You should have had several conversations about that show already. “But they weren’t ready to talk!” No — they weren’t ready to talk to you.
We can’t be passive about business development. We also can’t be too busy for future business. That’s what your sales team handles. That’s what marketing dollars support.
Fixing Process Problems
If you’re behind on selling, planning, writing procedures, or training, look at what your core team does daily. When those aforementioned activities cause pain while your key people handle deliverable work, it means you’re rushing through the drive-through for a quick bite instead of taking the time to cook a proper meal.

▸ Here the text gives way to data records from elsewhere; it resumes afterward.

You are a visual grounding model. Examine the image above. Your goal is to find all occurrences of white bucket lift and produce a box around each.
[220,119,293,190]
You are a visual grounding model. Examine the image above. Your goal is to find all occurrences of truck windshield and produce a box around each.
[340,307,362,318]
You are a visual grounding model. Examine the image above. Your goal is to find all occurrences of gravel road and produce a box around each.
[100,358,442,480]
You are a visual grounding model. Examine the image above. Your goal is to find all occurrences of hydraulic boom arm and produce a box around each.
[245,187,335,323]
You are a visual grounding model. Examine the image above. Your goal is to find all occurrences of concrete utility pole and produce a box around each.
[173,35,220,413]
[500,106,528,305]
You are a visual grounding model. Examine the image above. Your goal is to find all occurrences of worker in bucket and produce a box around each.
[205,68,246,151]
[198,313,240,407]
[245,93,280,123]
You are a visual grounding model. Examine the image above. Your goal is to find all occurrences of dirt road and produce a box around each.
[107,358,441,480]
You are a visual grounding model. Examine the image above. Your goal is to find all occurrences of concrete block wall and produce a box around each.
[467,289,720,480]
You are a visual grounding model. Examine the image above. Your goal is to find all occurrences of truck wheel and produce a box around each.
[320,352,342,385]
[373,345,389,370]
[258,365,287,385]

Dry spells often signal an existing trend. “We have work in May and June,” you say. But what about July through September?
The Seasonality Reality
I’ve never solved seasonality. You haven’t either. If you run a seasonal business, that’s fine, but don’t confuse it with a dry spell. Think of it like a seasonal cold — you need to prepare for it by keeping up the vitamin C.

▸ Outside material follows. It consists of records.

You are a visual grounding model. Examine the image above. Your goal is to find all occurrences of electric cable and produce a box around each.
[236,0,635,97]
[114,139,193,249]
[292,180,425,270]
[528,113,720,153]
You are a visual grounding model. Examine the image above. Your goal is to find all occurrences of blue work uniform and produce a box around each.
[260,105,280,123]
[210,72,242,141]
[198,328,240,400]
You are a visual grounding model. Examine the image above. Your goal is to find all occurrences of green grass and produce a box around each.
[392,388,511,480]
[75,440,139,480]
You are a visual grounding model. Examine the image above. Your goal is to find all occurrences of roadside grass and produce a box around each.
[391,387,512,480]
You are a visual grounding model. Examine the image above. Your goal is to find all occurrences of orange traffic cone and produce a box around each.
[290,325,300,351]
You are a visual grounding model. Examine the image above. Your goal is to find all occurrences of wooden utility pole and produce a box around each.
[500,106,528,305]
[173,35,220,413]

“We’re never busy in March.” That’s not a dry spell — that’s a trend. Running your company based on trends is okay if you plan for it. But if this seasonal pattern bothers you, find its source and fix it permanently.
The Last-Minute Reality Check
Another common complaint: “All our jobs are last-minute.”

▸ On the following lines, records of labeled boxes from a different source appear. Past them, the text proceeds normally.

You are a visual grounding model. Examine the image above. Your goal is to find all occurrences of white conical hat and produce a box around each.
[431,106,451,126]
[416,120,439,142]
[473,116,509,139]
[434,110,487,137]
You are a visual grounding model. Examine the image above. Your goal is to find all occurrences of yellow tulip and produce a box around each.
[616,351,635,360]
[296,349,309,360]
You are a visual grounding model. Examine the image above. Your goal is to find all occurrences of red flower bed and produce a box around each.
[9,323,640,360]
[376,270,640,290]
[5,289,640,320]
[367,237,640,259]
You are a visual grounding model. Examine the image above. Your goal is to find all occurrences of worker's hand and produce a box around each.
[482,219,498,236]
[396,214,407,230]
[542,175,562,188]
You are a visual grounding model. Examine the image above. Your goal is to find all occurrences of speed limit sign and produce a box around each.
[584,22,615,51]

Are you upset because you’re making money from last-minute jobs, or because you don’t have more advance bookings? If advance bookings aren’t coming, embrace last-minute projects. They pay your bills.
Last-minute jobs are more valuable than advance bookings. When a client needs something in two weeks, your pricing conversation changes: “If you’d called two months ago, I could have gotten close to that number. Here’s what it costs now. But let me show you how to make this work better next time.”
Turn Last-Minute Into Long-Term
Last-minute work gives you a captive audience. They must talk to you. Show them how you can help. Explain that it might hurt this time, but next time will be easier because you’ll plan together.
Many clients with last-minute needs have the same job repeatedly. Unless someone brings you the biggest job of your life two weeks out — which rarely happens — why stress about it?
A small, last-minute job often brings 90% gross profit. The gear is sitting on your shelf anyway. Just run with it.
The Right Overhead Structure
If last-minute work causes problems, your overhead structure needs adjustment. You should be equipped for it. You’re already:
- Prepping shows
- Putting together show books
- Managing crew
One more project won’t upset your operations. If it does, your overhead team is focusing on the wrong things.
When last-minute work creates chaos, I often find the operations crew scheduled out doing shows and former lighting designers running lights. You’ve created your own problem by making poor operational choices.
Building Your Core Team
In our industry, having the wrong people handle last-minute work creates problems. Your overhead team should always be available. No one on your core team should complain about last-minute projects or emergencies — it’s their job to handle those.
When a client needs a surprise guest speaker or adds a poolside party, that’s good for business. We make money on these changes, but to handle them well, you need the right people in the right seats doing the right work.

The Five-Person Test
Look at your next 90 days of confirmed business. Assume you’ll sell just 10% more — your normal uptake. Who are the five people you absolutely need to deliver this work at the highest level?
For companies under $5 million in revenue, five people determine your success. Larger companies might need 10 or 15. Find those key people and keep them working at their highest value. Fill in around them with people who handle the work of being “busy” so the core processes don’t get neglected.
Your Success Formula
Your core team members determine your success, so they should never run out of capacity. When they handle work below their value, you waste an asset.
Sometimes, someone who’s really good at a job doesn’t want that job. Find someone who makes it look easy and wants the role. They’ll train others to work within their system. The whole business runs better.
Want better processes? Need the right overhead structure? Start by examining how you use your core team. Let them focus on what they do best.